Laying the Foundation for a Data Team

4 Likes

I have done some work on a similar thing for a big startup in London :slight_smile:
Streaming events from backend services and the mobile app to a Kafka endpoint, but involving Redshift and creation of datasets on S3. We did not do streaming inserts, but there are projects for it for Redshift. Have you tried that?

@flagZ sorry, we didn’t try to do anything with Redshift. We settled on BigQuery pretty much from the beginning. It supports streaming inserts out of the box.

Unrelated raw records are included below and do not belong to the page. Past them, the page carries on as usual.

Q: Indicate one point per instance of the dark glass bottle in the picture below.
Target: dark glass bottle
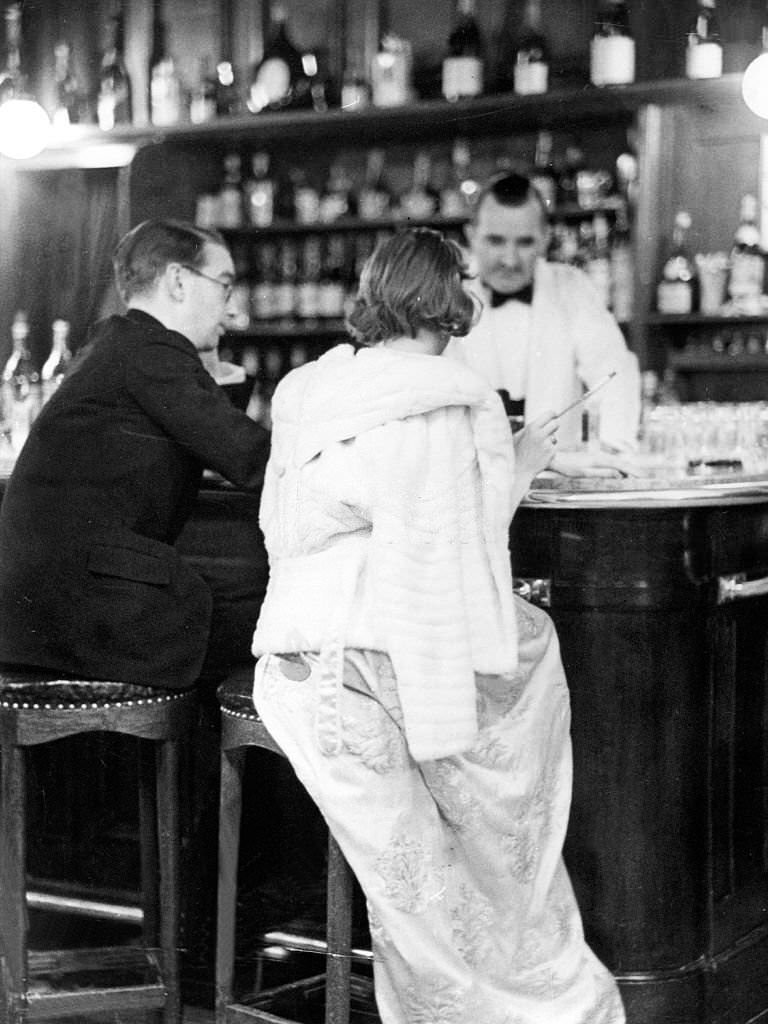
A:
(279, 80)
(115, 100)
(203, 94)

I love how open :monzo: is with everyone, even thought I dont understand half of what actually goes on but I love reading through these regardless.

p.s 10/10 for the drawings. :stuck_out_tongue_closed_eyes:

4 Likes

thanks Kieran :smiley:

1 Like

Same here even though I’m far far away in West Africa :joy:

2 Likes

Nice post!

Interesting to see Google big query being used in Fintec world. Is there a reason you have decided not to further expand your usage of cassandra to cover the use cases for bigquery? Is there a worry over consistency with cassandra due to the eventual consistent model? Great to see kafka being used also!

Hi munkee, BigQuery fundamentally serves a different purpose. It’s good for storing large amounts of structured data which can be easily analysed. Performing complicated transformations and joins is easy and fast . Cassandra is ultimately a transactional database and even-though there are some attempts to pair it with e.g. Spark for in-memory analytics it’s not built for complicated queries. Hope it makes sense.

1 Like

Hi dmitri,

Thank you for confirming my doubts about BigQuery. I knew it was good, but not as good and easy as advertised on conferences.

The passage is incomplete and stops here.